Session E-1

Learning and Prediction

Conference
2:00 PM — 3:30 PM EDT
Local
May 11 Tue, 2:00 PM — 3:30 PM EDT

Auction-Based Combinatorial Multi-Armed Bandit Mechanisms with Strategic Arms

Guoju Gao and He Huang (Soochow University, China); Mingjun Xiao (University of Science and Technology of China, China); Jie Wu (Temple University, USA); Yu-e Sun (Soochow University, China); Sheng Zhang (Nanjing University, China)

2
The multi-armed bandit (MAB) model has been deeply studied to solve many online learning problems, such as rate allocation in communication networks, Ad recommendation in social networks, etc. In an MAB model, given N arms whose rewards are unknown in advance, the player selects exactly one arm in each round, and his goal is to maximize the cumulative rewards over a fixed horizon. In this paper, we study the budget-constrained auction-based combinatorial multi-armed bandit mechanism with strategic arms, where the player can select K (< N) arms in a round and pulling each arm has a unique cost. In addition, each arm might strategically report its cost in the auction. To this end, we combine the upper confidence bound (UCB) with auction to define the UCB-based rewards and then devise an auction-based UCB algorithm (called AUCB). In each round, AUCB selects the top K arms according to the ratios of UCB-based rewards to bids and further determines the critical payment for each arm. For AUCB, we derive an upper bound on regret and prove the truthfulness, individual rationality, and computational efficiency. Extensive simulations show that the rewards achieved by AUCB are at least 12.49% higher than those of state-of-the-art algorithms.

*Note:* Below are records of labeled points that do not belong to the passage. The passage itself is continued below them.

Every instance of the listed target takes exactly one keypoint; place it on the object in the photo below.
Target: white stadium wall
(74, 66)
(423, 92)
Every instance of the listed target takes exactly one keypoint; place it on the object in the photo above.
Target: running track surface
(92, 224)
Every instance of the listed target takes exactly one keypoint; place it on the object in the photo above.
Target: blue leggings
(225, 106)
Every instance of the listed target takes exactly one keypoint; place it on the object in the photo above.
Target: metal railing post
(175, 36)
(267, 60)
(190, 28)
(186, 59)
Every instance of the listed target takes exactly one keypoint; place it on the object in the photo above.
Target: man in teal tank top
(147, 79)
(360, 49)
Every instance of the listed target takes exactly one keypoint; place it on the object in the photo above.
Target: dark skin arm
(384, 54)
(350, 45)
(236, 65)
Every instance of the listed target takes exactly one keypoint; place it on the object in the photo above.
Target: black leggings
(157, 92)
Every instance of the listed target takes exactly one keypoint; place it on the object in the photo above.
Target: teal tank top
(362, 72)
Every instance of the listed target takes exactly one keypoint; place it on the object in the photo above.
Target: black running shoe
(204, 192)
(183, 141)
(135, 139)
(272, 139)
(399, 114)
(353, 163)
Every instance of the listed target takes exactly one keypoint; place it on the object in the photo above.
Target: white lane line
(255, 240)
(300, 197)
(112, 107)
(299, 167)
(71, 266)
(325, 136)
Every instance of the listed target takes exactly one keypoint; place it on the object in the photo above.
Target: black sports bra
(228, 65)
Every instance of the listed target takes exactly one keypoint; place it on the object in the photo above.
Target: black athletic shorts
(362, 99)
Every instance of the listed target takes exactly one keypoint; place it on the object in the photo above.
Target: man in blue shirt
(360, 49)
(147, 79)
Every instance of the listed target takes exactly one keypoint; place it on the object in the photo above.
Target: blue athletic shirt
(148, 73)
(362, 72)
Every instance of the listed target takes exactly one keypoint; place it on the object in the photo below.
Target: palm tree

Bandit Learning with Predicted Context: Regret Analysis and Selective Context Query

Jianyi Yang and Shaolei Ren (University of California, Riverside, USA)

1
Contextual bandit learning selects actions (i.e., arms) based on context information to maximize rewards while balancing exploitation and exploration. In many applications (e.g., cloud resource management with dynamic workloads), before arm selection, the agent/learner can either predict context information online based on context history or selectively query the context from an outside expert. Motivated by this practical consideration, we study a novel contextual bandit setting where context information is either predicted online or queried from an expert. First, considering predicted context only, we quantify the impact of context prediction on the cumulative regret (compared to an oracle with perfect context information) by deriving an upper bound on regret, which takes the form of a weighted combination of regret incurred by standard bandit learning and the context prediction error. Then, inspired by the regret's structural decomposition, we propose context query algorithms to selectively obtain outside expert's input (subject to a total query budget) for more accurate context, decreasing the overall regret. Finally, we apply our algorithms to virtual machine scheduling on cloud platforms. The simulation results validate our regret analysis and shows the effectiveness of our selective context query algorithms.

Individual Load Forecasting for Multi-Customers with Distribution-aware Temporal Pooling

Eunju Yang and Chan-Hyun Youn (Korea Advanced Institute of Science and Technology, Korea (South))

2
For smart grid services, accurate individual load forecasting is an essential element. When training individual forecasting models for multi-customers, discrepancies in data distribution among customers should be considered; there are two simple ways to build the models considering multi-customers: constructing each model independently or training as one model encompassing multi-customers. The independent approach shows higher accuracy than the latter. However, it deploys copious models, causing resource/management inefficiency; the latter is the opposite. A compromise between these two could be clustering-based forecasting. However, the previous studies are limited in applying to individual forecasting in that they focus on aggregated load and do not consider concept drift, which degrades accuracy over time. Therefore, we propose a distribution-aware temporal pooling framework that is enhanced clustering-based forecasting. For the clustering, we propose Variational Recurrent Deep Embedding (VaRDE) working in a distribution-aware manner, so it is suitable to process individual load. It allocates clusters to customers every time, so the clusters, where customers are assigned, are dynamically changed to resolve distribution change. We conducted experiments with real data for evaluation, and the result showed better performance than previous studies, especially with a few models even for unseen data, leading to high scalability.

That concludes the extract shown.